How Algorithms Skew Your World View

Rob Caldwell Giving Me Double PistolsThink you’re getting the whole picture when you’re online? Think again. Algorithms–mathematical equations–help determine the ads, search results, and social media posts you see. And the ones you don’t. 

This week I took to 207 again to discuss with Rob Caldwell the invisible algorithms that may be changing your world view…and you don’t even know it.

Here are some notes from my research:

What is an algorithm?

  • A mathematical equation that follows a formula, often to help predict behavior or future activity
  • Frees up our time doing mundane or incredibly complex tasks

Can you give us some examples?

  • Algorithms are everywhere in modern society. 
    • When Netflix recommends a movie to you
    • When you’re matched with someone on a dating site
    • Some police forces use it to predict where criminal activity will take place
    • Roomba uses it to clean your house
    • Stocks are traded based on algorithms
  • But today, I wanted to talk about how algorithm skew the way we see the world, especially online

How are algorithms used online?

  • Ads: online services like Facebook and Google collect incredible amounts of data on us. 
  • Based on how old we are, our gender, where we live, how much money we make, when the last time we bought a house or a car or a pet, our political beliefs, our job title, what sites we visited, what searches we performed, it can serve up more targeted ads to us. 
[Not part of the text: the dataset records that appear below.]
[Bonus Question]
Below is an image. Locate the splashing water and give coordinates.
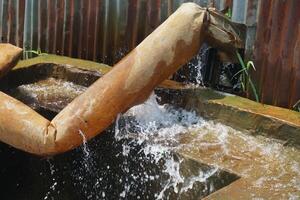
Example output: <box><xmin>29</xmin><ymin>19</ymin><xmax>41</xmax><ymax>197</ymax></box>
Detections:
<box><xmin>37</xmin><ymin>92</ymin><xmax>300</xmax><ymax>199</ymax></box>
<box><xmin>114</xmin><ymin>93</ymin><xmax>222</xmax><ymax>199</ymax></box>
<box><xmin>44</xmin><ymin>159</ymin><xmax>59</xmax><ymax>200</ymax></box>
<box><xmin>74</xmin><ymin>130</ymin><xmax>103</xmax><ymax>199</ymax></box>
<box><xmin>9</xmin><ymin>78</ymin><xmax>86</xmax><ymax>113</ymax></box>
<box><xmin>113</xmin><ymin>92</ymin><xmax>300</xmax><ymax>199</ymax></box>
<box><xmin>190</xmin><ymin>51</ymin><xmax>205</xmax><ymax>86</ymax></box>
<box><xmin>79</xmin><ymin>130</ymin><xmax>90</xmax><ymax>158</ymax></box>
<box><xmin>185</xmin><ymin>45</ymin><xmax>210</xmax><ymax>86</ymax></box>
<box><xmin>173</xmin><ymin>45</ymin><xmax>208</xmax><ymax>86</ymax></box>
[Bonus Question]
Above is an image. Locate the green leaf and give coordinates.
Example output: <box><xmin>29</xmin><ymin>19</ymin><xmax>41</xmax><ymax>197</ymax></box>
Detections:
<box><xmin>236</xmin><ymin>51</ymin><xmax>259</xmax><ymax>102</ymax></box>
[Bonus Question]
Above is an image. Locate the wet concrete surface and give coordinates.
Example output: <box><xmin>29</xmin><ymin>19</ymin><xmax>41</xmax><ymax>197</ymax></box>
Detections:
<box><xmin>177</xmin><ymin>125</ymin><xmax>300</xmax><ymax>199</ymax></box>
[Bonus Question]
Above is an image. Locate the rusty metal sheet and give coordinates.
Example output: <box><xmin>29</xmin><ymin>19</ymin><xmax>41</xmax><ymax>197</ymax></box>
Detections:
<box><xmin>2</xmin><ymin>0</ymin><xmax>299</xmax><ymax>109</ymax></box>
<box><xmin>0</xmin><ymin>0</ymin><xmax>221</xmax><ymax>65</ymax></box>
<box><xmin>254</xmin><ymin>0</ymin><xmax>300</xmax><ymax>108</ymax></box>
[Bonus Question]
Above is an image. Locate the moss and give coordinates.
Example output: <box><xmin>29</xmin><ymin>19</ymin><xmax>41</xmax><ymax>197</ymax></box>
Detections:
<box><xmin>190</xmin><ymin>88</ymin><xmax>300</xmax><ymax>126</ymax></box>
<box><xmin>216</xmin><ymin>95</ymin><xmax>300</xmax><ymax>125</ymax></box>
<box><xmin>15</xmin><ymin>55</ymin><xmax>111</xmax><ymax>74</ymax></box>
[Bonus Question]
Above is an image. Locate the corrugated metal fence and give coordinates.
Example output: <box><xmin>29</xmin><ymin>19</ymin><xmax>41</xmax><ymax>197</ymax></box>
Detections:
<box><xmin>254</xmin><ymin>0</ymin><xmax>300</xmax><ymax>108</ymax></box>
<box><xmin>0</xmin><ymin>0</ymin><xmax>229</xmax><ymax>65</ymax></box>
<box><xmin>1</xmin><ymin>0</ymin><xmax>299</xmax><ymax>108</ymax></box>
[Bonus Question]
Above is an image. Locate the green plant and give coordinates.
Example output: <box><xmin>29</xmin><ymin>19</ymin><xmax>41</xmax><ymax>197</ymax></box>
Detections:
<box><xmin>24</xmin><ymin>48</ymin><xmax>48</xmax><ymax>59</ymax></box>
<box><xmin>293</xmin><ymin>99</ymin><xmax>300</xmax><ymax>112</ymax></box>
<box><xmin>225</xmin><ymin>8</ymin><xmax>232</xmax><ymax>19</ymax></box>
<box><xmin>233</xmin><ymin>51</ymin><xmax>259</xmax><ymax>102</ymax></box>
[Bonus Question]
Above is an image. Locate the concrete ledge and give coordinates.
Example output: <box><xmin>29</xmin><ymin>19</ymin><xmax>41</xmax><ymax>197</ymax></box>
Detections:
<box><xmin>15</xmin><ymin>54</ymin><xmax>111</xmax><ymax>74</ymax></box>
<box><xmin>203</xmin><ymin>178</ymin><xmax>278</xmax><ymax>200</ymax></box>
<box><xmin>159</xmin><ymin>87</ymin><xmax>300</xmax><ymax>147</ymax></box>
<box><xmin>14</xmin><ymin>55</ymin><xmax>185</xmax><ymax>90</ymax></box>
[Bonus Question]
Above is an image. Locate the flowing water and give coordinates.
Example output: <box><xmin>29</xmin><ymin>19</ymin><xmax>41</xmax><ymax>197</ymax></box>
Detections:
<box><xmin>173</xmin><ymin>45</ymin><xmax>208</xmax><ymax>86</ymax></box>
<box><xmin>7</xmin><ymin>78</ymin><xmax>86</xmax><ymax>113</ymax></box>
<box><xmin>1</xmin><ymin>57</ymin><xmax>299</xmax><ymax>199</ymax></box>
<box><xmin>69</xmin><ymin>93</ymin><xmax>238</xmax><ymax>200</ymax></box>
<box><xmin>0</xmin><ymin>91</ymin><xmax>238</xmax><ymax>200</ymax></box>
<box><xmin>113</xmin><ymin>94</ymin><xmax>229</xmax><ymax>199</ymax></box>
<box><xmin>1</xmin><ymin>83</ymin><xmax>300</xmax><ymax>199</ymax></box>
<box><xmin>74</xmin><ymin>92</ymin><xmax>300</xmax><ymax>199</ymax></box>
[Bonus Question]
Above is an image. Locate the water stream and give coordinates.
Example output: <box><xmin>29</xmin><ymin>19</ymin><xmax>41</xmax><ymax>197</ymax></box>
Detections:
<box><xmin>2</xmin><ymin>81</ymin><xmax>300</xmax><ymax>199</ymax></box>
<box><xmin>65</xmin><ymin>93</ymin><xmax>238</xmax><ymax>200</ymax></box>
<box><xmin>114</xmin><ymin>94</ymin><xmax>208</xmax><ymax>199</ymax></box>
<box><xmin>70</xmin><ymin>92</ymin><xmax>300</xmax><ymax>199</ymax></box>
<box><xmin>2</xmin><ymin>54</ymin><xmax>299</xmax><ymax>199</ymax></box>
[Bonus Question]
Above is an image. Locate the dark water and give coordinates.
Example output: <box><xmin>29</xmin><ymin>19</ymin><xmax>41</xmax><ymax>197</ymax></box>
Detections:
<box><xmin>0</xmin><ymin>129</ymin><xmax>144</xmax><ymax>200</ymax></box>
<box><xmin>0</xmin><ymin>124</ymin><xmax>238</xmax><ymax>200</ymax></box>
<box><xmin>0</xmin><ymin>70</ymin><xmax>238</xmax><ymax>199</ymax></box>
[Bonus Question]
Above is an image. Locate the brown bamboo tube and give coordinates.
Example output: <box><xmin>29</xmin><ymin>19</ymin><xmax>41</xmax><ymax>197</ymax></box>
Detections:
<box><xmin>0</xmin><ymin>3</ymin><xmax>243</xmax><ymax>156</ymax></box>
<box><xmin>50</xmin><ymin>3</ymin><xmax>208</xmax><ymax>154</ymax></box>
<box><xmin>0</xmin><ymin>44</ymin><xmax>22</xmax><ymax>78</ymax></box>
<box><xmin>0</xmin><ymin>92</ymin><xmax>57</xmax><ymax>155</ymax></box>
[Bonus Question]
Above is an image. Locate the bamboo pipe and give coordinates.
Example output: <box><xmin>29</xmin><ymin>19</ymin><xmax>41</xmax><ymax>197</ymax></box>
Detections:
<box><xmin>0</xmin><ymin>44</ymin><xmax>22</xmax><ymax>79</ymax></box>
<box><xmin>0</xmin><ymin>92</ymin><xmax>56</xmax><ymax>155</ymax></box>
<box><xmin>0</xmin><ymin>3</ymin><xmax>243</xmax><ymax>156</ymax></box>
<box><xmin>50</xmin><ymin>3</ymin><xmax>207</xmax><ymax>154</ymax></box>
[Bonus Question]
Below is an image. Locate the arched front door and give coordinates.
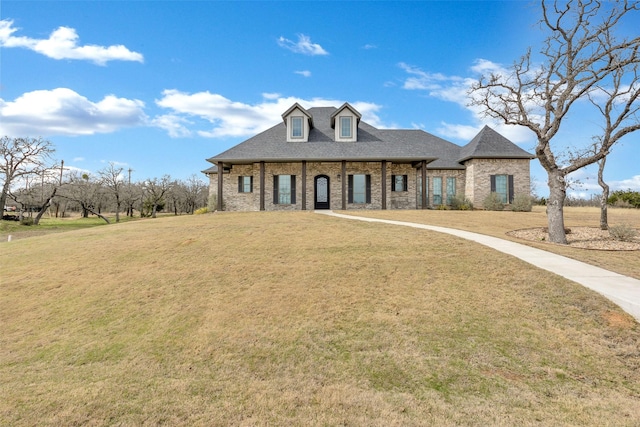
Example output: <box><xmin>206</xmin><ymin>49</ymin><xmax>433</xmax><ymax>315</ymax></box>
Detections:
<box><xmin>314</xmin><ymin>175</ymin><xmax>330</xmax><ymax>209</ymax></box>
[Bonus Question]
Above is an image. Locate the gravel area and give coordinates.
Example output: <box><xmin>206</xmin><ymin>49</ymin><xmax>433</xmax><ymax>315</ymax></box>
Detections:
<box><xmin>507</xmin><ymin>227</ymin><xmax>640</xmax><ymax>251</ymax></box>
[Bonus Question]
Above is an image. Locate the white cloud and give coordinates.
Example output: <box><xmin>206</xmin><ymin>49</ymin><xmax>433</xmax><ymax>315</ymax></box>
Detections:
<box><xmin>564</xmin><ymin>170</ymin><xmax>640</xmax><ymax>198</ymax></box>
<box><xmin>0</xmin><ymin>88</ymin><xmax>147</xmax><ymax>136</ymax></box>
<box><xmin>610</xmin><ymin>175</ymin><xmax>640</xmax><ymax>191</ymax></box>
<box><xmin>470</xmin><ymin>58</ymin><xmax>505</xmax><ymax>75</ymax></box>
<box><xmin>436</xmin><ymin>121</ymin><xmax>534</xmax><ymax>144</ymax></box>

Where else do algorithm impact us?

  • A lot of people think that all search results are the same, but they’re targeted to each of us.
  • Bill Belichick example.

This seems helpful and benign. Where’s the problem?

  • Think of how much information Facebook has on us. Your status updates, your likes, your comments, your shares, your searches, your friends, your interests, when you start typing something and delete it, and everywhere you log in with your Facebook login, and match you with offline data as well
  • Facebook is trying to keep you on the platform, that’s their job, so they feed you posts they think you like. Pro-Trump? You’ll see Pro-Trump posts from all your friends. Not a fan? All of your friends’ posts will be trashing him. You start to see a very skewed view of the world. An echo chamber. 

What can we do to avoid the algorithm effect?

  • Remember that algorithms aren’t inherently evil and they do serve an important purpose
  • Be aware that you are being impacted by the algorithm, so question what you see
  • Read the other side’s news sources.